The complaint included allegations that Cheryl received payment for services provided to Howard through Great Scott pursuant to the Scott Family Agreement. Together with alleging that the parties shared control and management of the Howard Products account, from which they shared profits, the court determined the complaint adequately alleged Cheryl owed a fiduciary duty to the plaintiffs. And by claiming she withheld funds owed to other members of the joint venture, plaintiffs alleged the fiduciary duties owed were breached.

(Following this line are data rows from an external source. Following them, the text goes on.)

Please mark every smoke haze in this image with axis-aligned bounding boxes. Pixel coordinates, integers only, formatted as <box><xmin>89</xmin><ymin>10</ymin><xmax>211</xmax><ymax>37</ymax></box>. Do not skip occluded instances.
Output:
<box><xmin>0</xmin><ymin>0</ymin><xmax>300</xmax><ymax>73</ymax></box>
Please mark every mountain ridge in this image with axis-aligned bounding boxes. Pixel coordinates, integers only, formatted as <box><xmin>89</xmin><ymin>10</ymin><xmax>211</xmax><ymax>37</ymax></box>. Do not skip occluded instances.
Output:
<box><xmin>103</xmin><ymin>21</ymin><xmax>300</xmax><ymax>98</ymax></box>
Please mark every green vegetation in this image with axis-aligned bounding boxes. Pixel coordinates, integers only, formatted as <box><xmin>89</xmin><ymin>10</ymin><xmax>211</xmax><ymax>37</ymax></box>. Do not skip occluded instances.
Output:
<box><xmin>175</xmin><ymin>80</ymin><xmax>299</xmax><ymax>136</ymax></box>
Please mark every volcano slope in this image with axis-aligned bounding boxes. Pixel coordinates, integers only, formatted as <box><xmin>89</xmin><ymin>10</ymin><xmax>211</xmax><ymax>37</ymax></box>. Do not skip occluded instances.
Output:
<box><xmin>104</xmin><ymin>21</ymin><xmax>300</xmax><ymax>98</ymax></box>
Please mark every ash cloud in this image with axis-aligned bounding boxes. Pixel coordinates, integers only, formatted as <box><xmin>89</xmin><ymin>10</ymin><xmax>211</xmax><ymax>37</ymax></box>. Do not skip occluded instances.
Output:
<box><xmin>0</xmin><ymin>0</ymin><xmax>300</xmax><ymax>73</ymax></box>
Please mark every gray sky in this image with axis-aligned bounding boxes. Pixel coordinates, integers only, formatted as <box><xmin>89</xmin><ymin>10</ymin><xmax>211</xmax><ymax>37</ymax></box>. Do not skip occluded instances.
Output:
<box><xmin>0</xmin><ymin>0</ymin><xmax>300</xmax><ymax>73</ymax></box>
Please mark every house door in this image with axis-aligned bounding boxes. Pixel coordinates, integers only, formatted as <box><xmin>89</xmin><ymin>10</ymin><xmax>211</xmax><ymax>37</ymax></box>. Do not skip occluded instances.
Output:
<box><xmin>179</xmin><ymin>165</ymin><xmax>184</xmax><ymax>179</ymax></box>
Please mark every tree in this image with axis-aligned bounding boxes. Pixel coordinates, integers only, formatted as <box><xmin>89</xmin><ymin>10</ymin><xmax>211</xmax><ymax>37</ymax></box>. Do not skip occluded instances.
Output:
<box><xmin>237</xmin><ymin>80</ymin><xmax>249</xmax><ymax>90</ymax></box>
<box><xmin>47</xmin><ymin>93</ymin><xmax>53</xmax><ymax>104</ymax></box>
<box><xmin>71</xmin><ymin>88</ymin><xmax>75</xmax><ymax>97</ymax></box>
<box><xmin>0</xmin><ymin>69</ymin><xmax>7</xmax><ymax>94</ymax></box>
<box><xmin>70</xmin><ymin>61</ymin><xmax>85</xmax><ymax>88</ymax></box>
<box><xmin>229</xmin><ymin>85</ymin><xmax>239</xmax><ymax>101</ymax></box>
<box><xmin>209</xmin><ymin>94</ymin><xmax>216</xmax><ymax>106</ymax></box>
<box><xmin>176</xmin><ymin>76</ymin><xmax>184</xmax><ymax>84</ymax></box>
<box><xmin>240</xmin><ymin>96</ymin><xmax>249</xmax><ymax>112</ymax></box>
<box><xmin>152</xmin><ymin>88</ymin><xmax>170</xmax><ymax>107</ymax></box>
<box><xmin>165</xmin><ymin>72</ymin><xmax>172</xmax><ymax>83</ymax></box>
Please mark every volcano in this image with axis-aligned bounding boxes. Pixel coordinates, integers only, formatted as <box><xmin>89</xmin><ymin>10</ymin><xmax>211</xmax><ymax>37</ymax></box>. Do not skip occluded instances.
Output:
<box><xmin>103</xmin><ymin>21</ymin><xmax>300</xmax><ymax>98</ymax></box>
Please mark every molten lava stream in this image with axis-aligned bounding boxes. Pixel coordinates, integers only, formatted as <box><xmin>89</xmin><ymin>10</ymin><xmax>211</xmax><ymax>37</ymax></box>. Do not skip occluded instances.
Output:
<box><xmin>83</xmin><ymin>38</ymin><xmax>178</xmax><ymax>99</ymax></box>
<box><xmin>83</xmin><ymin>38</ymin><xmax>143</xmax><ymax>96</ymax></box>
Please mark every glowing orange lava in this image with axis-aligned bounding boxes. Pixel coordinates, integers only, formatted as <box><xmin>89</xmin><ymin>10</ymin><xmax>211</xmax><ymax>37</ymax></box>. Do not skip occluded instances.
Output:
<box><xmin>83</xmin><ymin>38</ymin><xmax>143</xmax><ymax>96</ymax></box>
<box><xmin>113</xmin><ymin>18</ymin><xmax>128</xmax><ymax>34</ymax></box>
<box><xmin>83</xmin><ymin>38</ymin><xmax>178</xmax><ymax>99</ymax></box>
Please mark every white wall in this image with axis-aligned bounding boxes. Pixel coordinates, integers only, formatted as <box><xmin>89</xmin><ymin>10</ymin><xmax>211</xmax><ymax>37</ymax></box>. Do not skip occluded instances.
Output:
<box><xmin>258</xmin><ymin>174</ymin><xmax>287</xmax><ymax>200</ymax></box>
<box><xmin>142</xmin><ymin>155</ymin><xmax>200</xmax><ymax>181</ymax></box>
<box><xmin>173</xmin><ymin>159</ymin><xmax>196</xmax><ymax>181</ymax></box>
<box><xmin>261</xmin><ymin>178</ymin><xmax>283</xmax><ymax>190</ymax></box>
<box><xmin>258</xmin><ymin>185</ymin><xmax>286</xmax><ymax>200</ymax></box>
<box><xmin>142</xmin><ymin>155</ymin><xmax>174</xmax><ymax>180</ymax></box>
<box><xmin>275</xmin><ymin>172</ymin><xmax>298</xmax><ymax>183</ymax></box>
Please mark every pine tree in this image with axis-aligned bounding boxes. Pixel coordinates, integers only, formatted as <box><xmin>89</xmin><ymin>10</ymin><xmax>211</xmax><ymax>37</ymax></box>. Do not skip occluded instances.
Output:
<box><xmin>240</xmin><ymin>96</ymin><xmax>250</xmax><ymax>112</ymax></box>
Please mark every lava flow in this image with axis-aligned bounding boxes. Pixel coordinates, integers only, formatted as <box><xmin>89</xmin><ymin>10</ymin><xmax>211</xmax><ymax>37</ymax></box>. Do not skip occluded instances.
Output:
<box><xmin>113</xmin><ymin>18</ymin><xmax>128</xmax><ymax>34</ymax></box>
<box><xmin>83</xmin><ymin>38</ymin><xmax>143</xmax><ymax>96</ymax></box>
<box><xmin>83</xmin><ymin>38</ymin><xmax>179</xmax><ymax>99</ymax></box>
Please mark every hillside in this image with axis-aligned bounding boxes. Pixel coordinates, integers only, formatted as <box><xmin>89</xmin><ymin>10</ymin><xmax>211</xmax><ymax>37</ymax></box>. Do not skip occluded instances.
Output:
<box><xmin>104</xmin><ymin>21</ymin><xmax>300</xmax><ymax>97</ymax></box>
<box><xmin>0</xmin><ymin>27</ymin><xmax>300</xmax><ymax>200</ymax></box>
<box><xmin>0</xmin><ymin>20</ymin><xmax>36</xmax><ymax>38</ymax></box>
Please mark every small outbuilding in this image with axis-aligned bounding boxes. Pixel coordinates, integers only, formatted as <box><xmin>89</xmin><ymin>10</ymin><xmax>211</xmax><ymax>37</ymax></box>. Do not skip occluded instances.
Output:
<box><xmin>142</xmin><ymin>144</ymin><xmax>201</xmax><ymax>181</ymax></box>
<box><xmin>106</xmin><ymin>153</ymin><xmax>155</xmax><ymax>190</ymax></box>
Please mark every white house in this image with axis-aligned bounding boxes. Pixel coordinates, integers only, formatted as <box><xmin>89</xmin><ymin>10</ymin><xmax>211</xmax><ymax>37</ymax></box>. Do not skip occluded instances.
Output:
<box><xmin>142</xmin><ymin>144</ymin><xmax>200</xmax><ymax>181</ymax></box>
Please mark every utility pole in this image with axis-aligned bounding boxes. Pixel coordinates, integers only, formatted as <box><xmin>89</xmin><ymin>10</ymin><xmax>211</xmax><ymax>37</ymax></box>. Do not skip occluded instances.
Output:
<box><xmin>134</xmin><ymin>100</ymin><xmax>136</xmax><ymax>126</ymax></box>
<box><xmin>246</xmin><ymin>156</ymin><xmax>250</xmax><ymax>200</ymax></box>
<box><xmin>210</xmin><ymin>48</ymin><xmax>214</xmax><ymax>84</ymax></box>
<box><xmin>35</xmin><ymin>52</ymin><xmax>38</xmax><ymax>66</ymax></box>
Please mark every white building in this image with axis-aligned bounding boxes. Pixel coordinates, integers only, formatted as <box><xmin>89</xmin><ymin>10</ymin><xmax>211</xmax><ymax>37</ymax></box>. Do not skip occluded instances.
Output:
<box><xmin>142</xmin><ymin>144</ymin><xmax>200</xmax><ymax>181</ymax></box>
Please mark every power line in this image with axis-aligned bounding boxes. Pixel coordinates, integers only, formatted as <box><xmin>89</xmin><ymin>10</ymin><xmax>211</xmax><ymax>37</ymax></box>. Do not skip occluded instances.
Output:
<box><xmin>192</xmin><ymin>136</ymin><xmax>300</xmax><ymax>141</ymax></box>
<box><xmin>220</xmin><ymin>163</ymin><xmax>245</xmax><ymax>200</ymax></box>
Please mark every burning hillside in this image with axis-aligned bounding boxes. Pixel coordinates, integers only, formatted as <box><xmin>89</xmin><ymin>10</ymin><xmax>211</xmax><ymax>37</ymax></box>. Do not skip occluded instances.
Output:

The dysfunctionality will continue

Accordingly, the motions to dismiss from Howard Products and Cheryl Scott were denied in late May 2025. The Scott family fight would continue. Perhaps the court’s ruling will actually calm the waters and enable the parties to discuss settlement. More likely, the case will progress through the discovery process where the Scotts will get to take (figuratively) swings at each other before their family fight is ultimately set for trial. While such an outcome would prove undesirable, it would confirm Jerry Seinfeld’s sage observation that, “There is no such thing as fun for the whole family.”